Richard and Julia have a tearful reconciliation on the boat deck as he is putting Julia and the children in a lifeboat. Later, Norman gives up his seat in the full lifeboat so that a woman can be accommodated and goes looking for his father. They reunite as the Titanic is in her final moments. Richard tells a passing steward that Norman is his 'son' and then tells the boy that he has been proud of him every day of his life and that he feels 'tall as a mountain' standing by the boy's side. Then they join the rest of the passengers and crew in singing the hymn "Nearer, my God, to Thee" before the ship's boilers explode several times and the ship sinks. Richard and Norman both drown in the process, along with the other passengers who died in the sinking.

Giff Rogers falls into the ocean while trying to free a stuck lifeboat fall and is rescued by Julia and Annette. He survives.

Meeker disguises himself as a woman and gains admittance to a lifeboat. He also survives, although Young recognizes him and calls him out in front of the other people in the lifeboat.

George Headley pulls himself together as the ship is sinking and goes below to rescue (or provide last rites for) crewmen who have been trapped in the engine room, Headley's decision leads to this final exchange between the priest and a crewman who has reached the deck:

Fleeing crewman: "For God's sake man, don't go in there!"
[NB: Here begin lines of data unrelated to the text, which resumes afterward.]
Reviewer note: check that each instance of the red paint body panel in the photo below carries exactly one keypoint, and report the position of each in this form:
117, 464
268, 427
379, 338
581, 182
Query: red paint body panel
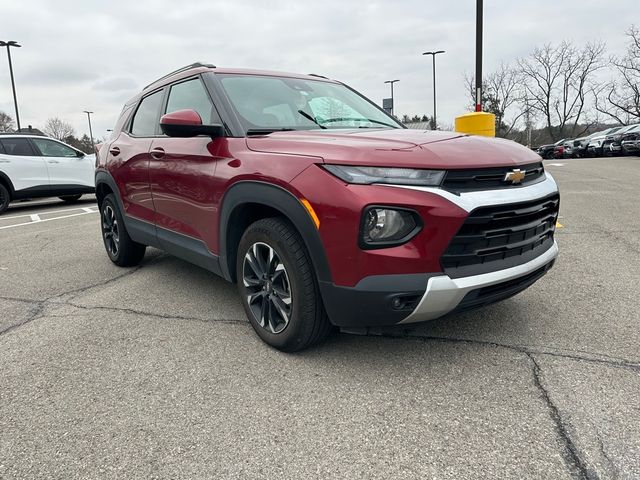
398, 148
339, 207
182, 186
187, 187
130, 170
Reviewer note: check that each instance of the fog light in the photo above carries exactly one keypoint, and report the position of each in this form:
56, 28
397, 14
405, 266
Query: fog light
383, 227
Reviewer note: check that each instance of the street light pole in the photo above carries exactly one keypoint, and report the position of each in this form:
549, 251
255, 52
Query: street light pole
90, 131
9, 44
393, 105
433, 55
479, 8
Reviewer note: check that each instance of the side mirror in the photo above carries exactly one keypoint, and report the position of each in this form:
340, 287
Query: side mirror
187, 123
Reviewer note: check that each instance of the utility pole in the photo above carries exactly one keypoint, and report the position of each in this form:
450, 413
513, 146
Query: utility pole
90, 131
393, 105
433, 55
9, 44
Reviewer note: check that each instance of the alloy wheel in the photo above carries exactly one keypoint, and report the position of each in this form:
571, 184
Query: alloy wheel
268, 289
110, 230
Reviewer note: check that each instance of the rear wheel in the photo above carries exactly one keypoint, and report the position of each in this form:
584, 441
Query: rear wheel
278, 288
122, 250
70, 198
5, 198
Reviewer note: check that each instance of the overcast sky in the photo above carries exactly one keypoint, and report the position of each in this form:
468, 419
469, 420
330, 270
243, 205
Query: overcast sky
93, 55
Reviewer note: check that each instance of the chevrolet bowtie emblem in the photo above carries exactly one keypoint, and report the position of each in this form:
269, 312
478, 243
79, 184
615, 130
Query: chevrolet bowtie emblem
515, 176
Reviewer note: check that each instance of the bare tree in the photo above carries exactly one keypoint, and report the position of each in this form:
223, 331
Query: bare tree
620, 99
6, 122
503, 95
557, 82
58, 129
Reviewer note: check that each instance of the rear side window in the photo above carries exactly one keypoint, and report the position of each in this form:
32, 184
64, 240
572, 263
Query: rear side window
192, 95
49, 148
145, 121
17, 146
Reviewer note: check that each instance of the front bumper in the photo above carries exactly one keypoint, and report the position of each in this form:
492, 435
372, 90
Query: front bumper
426, 296
445, 294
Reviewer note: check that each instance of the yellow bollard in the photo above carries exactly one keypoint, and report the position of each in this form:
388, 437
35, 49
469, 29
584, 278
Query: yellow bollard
477, 123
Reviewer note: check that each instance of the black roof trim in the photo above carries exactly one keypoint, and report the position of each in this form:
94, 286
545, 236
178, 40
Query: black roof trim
183, 69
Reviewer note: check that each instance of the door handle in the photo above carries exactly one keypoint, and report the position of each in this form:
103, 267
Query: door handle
157, 153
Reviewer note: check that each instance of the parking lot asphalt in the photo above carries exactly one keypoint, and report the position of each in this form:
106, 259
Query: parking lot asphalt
154, 371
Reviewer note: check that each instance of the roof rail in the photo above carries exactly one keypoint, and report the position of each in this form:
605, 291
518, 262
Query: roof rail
183, 69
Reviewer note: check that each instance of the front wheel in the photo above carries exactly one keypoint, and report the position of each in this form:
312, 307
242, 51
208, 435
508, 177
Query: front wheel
278, 288
122, 250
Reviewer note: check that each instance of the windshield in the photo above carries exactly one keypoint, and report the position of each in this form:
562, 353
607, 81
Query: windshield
280, 103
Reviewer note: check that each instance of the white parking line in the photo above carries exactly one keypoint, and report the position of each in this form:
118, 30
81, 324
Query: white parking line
93, 209
47, 219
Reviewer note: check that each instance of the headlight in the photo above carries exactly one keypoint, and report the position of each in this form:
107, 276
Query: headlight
387, 226
401, 176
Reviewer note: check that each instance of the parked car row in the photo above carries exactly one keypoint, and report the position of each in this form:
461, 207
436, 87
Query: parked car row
33, 166
622, 140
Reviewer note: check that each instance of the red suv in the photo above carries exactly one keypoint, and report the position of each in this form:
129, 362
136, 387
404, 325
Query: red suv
321, 207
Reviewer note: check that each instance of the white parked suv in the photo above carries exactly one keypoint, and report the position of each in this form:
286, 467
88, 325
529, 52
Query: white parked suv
35, 166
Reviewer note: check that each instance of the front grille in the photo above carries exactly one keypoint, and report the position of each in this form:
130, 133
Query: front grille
490, 178
501, 291
501, 236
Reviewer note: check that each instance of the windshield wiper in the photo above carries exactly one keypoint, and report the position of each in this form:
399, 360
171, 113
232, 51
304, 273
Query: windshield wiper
348, 119
267, 131
309, 117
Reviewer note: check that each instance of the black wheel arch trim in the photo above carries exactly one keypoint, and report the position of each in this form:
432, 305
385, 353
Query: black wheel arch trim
288, 205
106, 178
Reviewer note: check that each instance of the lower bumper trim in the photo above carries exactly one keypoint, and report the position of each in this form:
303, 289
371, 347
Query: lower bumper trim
445, 294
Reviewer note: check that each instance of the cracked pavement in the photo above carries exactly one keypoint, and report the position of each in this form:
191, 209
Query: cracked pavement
154, 371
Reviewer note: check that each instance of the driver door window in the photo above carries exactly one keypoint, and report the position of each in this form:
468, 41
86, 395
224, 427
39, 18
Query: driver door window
192, 95
49, 148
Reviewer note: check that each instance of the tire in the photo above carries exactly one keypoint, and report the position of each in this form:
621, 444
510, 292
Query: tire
273, 266
5, 198
70, 198
122, 251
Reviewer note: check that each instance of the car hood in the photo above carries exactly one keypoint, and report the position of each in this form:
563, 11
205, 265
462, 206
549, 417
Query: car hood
396, 147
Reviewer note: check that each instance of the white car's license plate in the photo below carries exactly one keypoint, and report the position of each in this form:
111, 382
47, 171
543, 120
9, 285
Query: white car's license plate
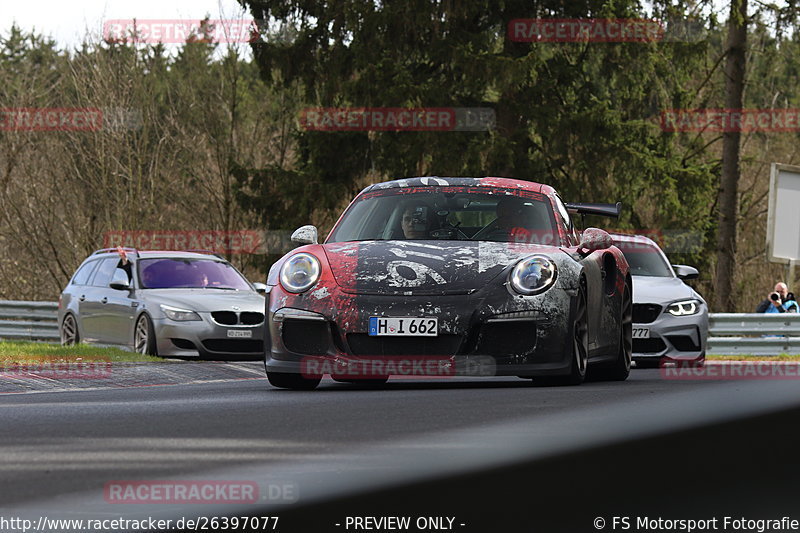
403, 327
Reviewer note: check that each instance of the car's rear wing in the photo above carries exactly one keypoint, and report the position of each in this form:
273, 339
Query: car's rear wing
603, 210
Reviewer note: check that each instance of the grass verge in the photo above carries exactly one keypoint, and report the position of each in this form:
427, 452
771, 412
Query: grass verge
31, 352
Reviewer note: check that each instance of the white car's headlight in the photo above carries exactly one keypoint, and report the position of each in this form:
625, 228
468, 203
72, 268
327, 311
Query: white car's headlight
179, 315
533, 275
684, 308
300, 272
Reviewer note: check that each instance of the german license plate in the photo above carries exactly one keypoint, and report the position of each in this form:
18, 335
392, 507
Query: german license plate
403, 327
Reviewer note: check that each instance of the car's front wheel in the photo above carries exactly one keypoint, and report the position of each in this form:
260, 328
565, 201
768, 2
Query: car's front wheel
69, 331
580, 345
284, 380
144, 337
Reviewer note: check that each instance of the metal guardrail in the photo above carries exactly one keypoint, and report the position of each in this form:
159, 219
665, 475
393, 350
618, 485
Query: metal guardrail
729, 333
754, 334
29, 321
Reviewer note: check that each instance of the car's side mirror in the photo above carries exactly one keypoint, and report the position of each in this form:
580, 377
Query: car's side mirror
686, 272
594, 239
119, 280
305, 235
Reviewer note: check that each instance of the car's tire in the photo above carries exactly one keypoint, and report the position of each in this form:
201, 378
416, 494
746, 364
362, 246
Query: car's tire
620, 368
69, 331
284, 380
144, 336
580, 345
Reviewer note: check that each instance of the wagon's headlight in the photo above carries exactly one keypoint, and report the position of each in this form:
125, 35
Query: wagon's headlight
179, 315
300, 272
533, 275
684, 308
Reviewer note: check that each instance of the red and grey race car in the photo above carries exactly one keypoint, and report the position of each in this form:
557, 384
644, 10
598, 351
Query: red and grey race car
449, 277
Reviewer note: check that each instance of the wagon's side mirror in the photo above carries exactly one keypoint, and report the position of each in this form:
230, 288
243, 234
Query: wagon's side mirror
119, 280
305, 235
594, 239
686, 272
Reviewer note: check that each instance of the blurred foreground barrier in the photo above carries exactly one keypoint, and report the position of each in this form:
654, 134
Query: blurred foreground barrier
31, 321
754, 334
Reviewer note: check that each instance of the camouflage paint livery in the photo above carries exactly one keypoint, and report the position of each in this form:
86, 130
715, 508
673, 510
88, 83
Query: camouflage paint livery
462, 283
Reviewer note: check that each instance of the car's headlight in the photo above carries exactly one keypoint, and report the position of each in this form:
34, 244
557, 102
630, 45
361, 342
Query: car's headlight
684, 308
533, 275
300, 272
180, 315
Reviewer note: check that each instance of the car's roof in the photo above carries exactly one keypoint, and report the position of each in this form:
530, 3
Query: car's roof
166, 254
438, 181
637, 239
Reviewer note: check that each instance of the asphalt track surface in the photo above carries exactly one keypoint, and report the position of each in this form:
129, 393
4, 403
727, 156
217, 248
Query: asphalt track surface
61, 448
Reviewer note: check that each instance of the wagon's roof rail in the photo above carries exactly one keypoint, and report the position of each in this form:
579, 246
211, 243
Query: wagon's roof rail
116, 250
207, 252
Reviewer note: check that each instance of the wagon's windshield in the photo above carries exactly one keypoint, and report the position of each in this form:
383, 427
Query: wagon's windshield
175, 273
449, 213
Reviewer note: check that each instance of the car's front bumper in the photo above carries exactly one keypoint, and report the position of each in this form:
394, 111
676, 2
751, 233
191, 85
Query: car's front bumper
494, 333
207, 339
679, 338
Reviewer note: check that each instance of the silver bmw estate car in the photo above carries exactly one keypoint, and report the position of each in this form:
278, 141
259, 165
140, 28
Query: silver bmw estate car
163, 303
670, 319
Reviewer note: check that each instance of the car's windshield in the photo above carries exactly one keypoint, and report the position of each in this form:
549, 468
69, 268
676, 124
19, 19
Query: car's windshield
449, 213
644, 259
174, 273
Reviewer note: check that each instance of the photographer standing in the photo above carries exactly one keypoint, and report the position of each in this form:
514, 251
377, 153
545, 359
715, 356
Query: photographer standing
774, 302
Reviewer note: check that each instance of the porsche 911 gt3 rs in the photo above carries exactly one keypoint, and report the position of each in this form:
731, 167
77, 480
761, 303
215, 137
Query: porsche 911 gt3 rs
448, 277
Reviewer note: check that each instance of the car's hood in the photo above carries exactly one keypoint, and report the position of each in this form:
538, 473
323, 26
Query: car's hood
205, 300
422, 267
660, 290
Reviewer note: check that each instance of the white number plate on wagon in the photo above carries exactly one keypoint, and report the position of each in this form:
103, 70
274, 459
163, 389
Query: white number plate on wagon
380, 326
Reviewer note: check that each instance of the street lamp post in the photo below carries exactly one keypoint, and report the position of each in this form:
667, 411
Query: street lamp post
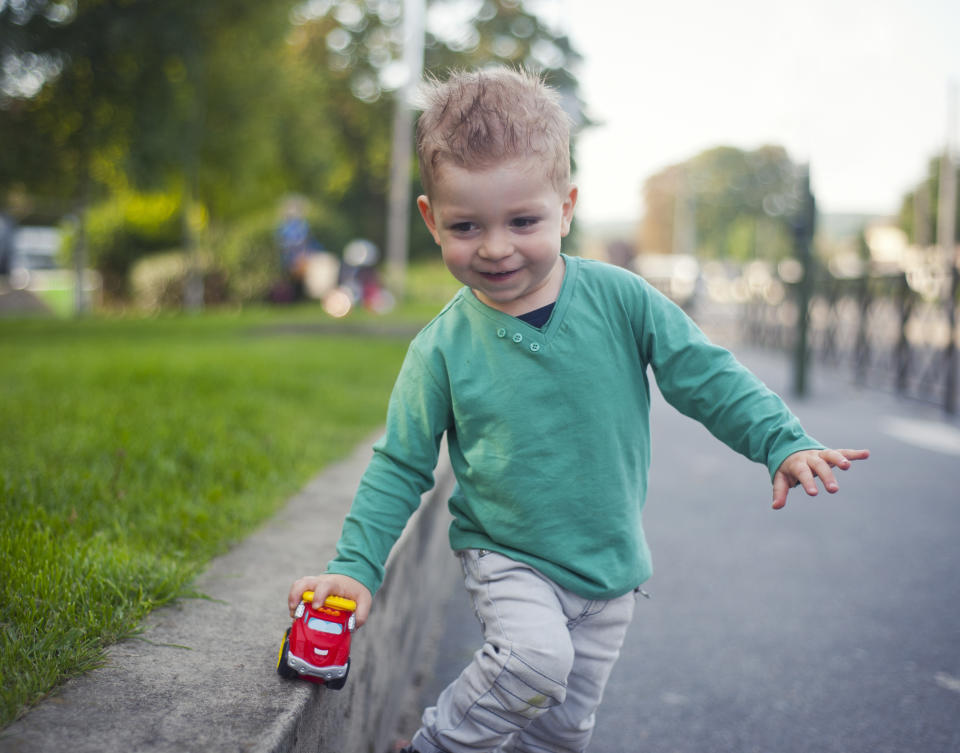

Headley: For God's sake, man, I am going in there!"

Cast

Historical Inaccuracies

  • The RMS Titanic was not out of room on any classes.
  • Tickets to the ship were impossible to transfer. Thus, Richard getting the ticket from another passenger could not have happened.
  • The ice warning first received was not delivered to the bridge.
  • There was no shuffleboard on RMS Titanic.
  • The ship did not have an alarm.
  • The ship's interior is very inaccurately depicted.
  • The boilers on board did not allegedly explode, as they do several times in the film.
  • None of the passengers and crew sung "Nearer My God to Thee" during the ship's final moments. The band played the song as the passengers and crew were panicking.
  • In reality, RMS Titanic collided with the iceberg at 11:40 PM. In the film, it collides at 11:35 PM.
  • Titanic's crewmembers did not wear British Naval Uniforms.
  • There was no horn in the band.
  • The cabin of John Jacob Astor IV cabin was not A54, but C62-64.
  • An ensign is seen on the stern's flagstaff as it goes under, even though it was only flown during the daylight.
  • The Sturges family is supposedly from Mackinac. It should be pronounced "Mak-i-naw", not "Mak-i-nak."
  • The RMS Titanic struck the iceburg on April 14th, not April 15th
  • None of the First or Second Class Children died in the sinking apart from one young First Class Baby Girl who died with her parents

Reception

The film was a smash hit, touching and terrifying moviegoers worldwide. It also helped spawn new interest in the Titanic sinking which increased phenomenally with the 1955 release of Walter Lord's bestselling nonfiction account of the disaster, A Night to Remember. The film currently has an 88% "Fresh" rating on Rotten Tomatoes.

Awards and nominations

The film won the Academy Award for Writing Original Screenplay, and was nominated for the Award for Best Art Direction - Set Decoration (Lyle R. Wheeler, Maurice Ransford, Stuart A. Reiss).[1] It was also nominated for the Directors Guild of America Award.